The transition from raw materials to the final product typically involves one or more of the following three processes: material removal (cutting), deformation, and assembly. If all of these processes are required, they are usually performed in chronological order.
Material Removal
This involves cutting the raw material to obtain the desired shape. To ensure maximum precision, speed, and efficiency, CNC waterjet, plasma, and laser cutting technologies are commonly used. In some cases, electrical discharge machining (EDM) may also be an option.
Laser Cutting
Laser cutting uses a high-density laser beam to directly irradiate the workpiece, precisely cutting the material by melting, vaporization, or combustion. Laser cutting machines are widely used in cutting, drilling, and engraving applications. The three common types of lasers include CO2 (carbon dioxide), Nd (neodymium), and Nd:YAG (neodymium-doped yttrium aluminum garnet), each with different advantages and applications in cutting technology.
CO2 lasers have high energy efficiency and high power output ratio, mainly used for cutting thin materials, engraving, and drilling. Nd lasers, while high in energy, have lower repetition efficiency and are suitable for engraving, drilling, and welding. Nd:YAG lasers have very high power output and can cut thicker materials, but their operating costs are higher than CO2 lasers.
Laser cutting machines can be used for processing metals such as aluminum, steel, copper, and stainless steel. They are best suited for cutting thin workpieces (maximum thickness of 15 mm for aluminum and 6 mm for steel), engraving, and drilling.
Waterjet Cutting
In waterjet cutting, a high-pressure water stream is focused onto the workpiece using a nozzle for cutting. For relatively soft materials such as rubber and wood, only water is used. For hard materials such as metals, a mixture of water and abrasive particles is used for cutting.

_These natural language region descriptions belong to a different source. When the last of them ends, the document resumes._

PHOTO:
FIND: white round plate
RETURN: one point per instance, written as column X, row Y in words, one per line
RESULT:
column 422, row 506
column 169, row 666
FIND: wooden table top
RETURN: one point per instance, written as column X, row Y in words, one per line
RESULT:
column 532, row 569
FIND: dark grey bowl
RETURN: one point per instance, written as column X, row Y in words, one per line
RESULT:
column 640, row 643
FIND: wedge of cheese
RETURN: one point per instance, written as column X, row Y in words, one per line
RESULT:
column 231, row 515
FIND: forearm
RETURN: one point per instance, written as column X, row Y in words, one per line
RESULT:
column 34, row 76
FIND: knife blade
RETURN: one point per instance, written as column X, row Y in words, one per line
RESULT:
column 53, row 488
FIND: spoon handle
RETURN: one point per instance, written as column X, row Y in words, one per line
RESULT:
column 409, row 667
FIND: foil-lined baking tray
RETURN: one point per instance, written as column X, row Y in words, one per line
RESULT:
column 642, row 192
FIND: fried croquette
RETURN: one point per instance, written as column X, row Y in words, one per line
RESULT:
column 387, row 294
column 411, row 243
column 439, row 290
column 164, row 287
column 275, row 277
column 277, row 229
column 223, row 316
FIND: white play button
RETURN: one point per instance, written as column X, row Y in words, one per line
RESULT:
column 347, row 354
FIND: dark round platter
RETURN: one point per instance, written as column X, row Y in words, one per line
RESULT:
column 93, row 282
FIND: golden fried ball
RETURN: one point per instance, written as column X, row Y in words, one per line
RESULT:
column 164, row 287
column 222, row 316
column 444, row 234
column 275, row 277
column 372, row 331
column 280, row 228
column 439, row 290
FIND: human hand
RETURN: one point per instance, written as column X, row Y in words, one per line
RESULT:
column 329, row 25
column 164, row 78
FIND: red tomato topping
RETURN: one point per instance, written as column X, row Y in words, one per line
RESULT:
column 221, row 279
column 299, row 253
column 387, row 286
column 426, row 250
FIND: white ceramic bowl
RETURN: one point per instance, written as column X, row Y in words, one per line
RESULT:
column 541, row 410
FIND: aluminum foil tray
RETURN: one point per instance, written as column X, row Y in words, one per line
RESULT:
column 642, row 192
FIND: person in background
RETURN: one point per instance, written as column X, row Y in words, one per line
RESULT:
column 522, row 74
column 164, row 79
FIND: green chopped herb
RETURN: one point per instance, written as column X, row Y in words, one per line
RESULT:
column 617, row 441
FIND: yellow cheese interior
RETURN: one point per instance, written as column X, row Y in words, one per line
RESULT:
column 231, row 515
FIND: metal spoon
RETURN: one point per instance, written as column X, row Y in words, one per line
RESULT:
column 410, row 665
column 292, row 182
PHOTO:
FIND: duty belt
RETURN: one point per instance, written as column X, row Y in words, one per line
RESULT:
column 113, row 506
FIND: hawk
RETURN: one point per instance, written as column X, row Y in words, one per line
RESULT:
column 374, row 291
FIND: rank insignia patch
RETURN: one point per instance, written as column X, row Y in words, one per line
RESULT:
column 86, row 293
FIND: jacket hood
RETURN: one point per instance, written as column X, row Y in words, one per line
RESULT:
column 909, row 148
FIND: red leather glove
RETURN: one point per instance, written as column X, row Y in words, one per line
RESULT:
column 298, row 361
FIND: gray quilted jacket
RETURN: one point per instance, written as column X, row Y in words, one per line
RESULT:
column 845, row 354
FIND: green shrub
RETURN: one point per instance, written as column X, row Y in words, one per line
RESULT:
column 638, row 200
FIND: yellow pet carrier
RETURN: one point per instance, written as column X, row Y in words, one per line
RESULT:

Waterjet cutting can cut materials of various thicknesses. The maximum thickness that can be cut depends on the type of material. Of all CNC cutting methods, waterjet cutting offers the highest precision, with tolerances between 0.05 mm and 0.1 mm. One reason for its high precision is that, unlike plasma and laser cutting, waterjet cutting does not generate heat, so there is no heat-affected zone in the workpiece. Waterjet cutting is very flexible and can be used to cut hard materials such as aluminum, steel, copper, stainless steel, and other metal alloys, as well as softer materials such as polymers, elastomers, wood, and foam.
Plasma Cutting
Plasma cutting works by applying heat and energy to a gas, converting it into plasma. The hot plasma is then accelerated by an inert gas or air and ejected from a cutting nozzle onto the workpiece. The plasma forms an electric arc with the workpiece, causing it to melt and cut. As an electrical process, plasma cutting can only process electrically conductive materials.
Plasma cutting machines can cut very thick materials, such as aluminum up to 300 mm and steel up to 200 mm, with a tolerance of 0.2 mm. Stainless steel, copper, and other metal alloys can also be processed using plasma cutting machines. Depending on the complexity of the required parts, 2-axis or 3-axis cutting machines can be used.
While plasma cutting machines are not as versatile or precise as waterjet and laser cutting machines, they are the best option for thick, electrically conductive metal parts because they are faster and more cost-effective when cutting such materials.
Forming
This process involves bending or shaping metal sheets into the desired shape by controlling the applied force. Forming processes include bending, shaping, stamping, and stretching using molds, hydraulic and electromagnetic brakes.
Assembly
This is the process of combining various processed workpieces to form the final product. Assembly processes include welding, brazing, riveting, and sometimes the use of adhesives.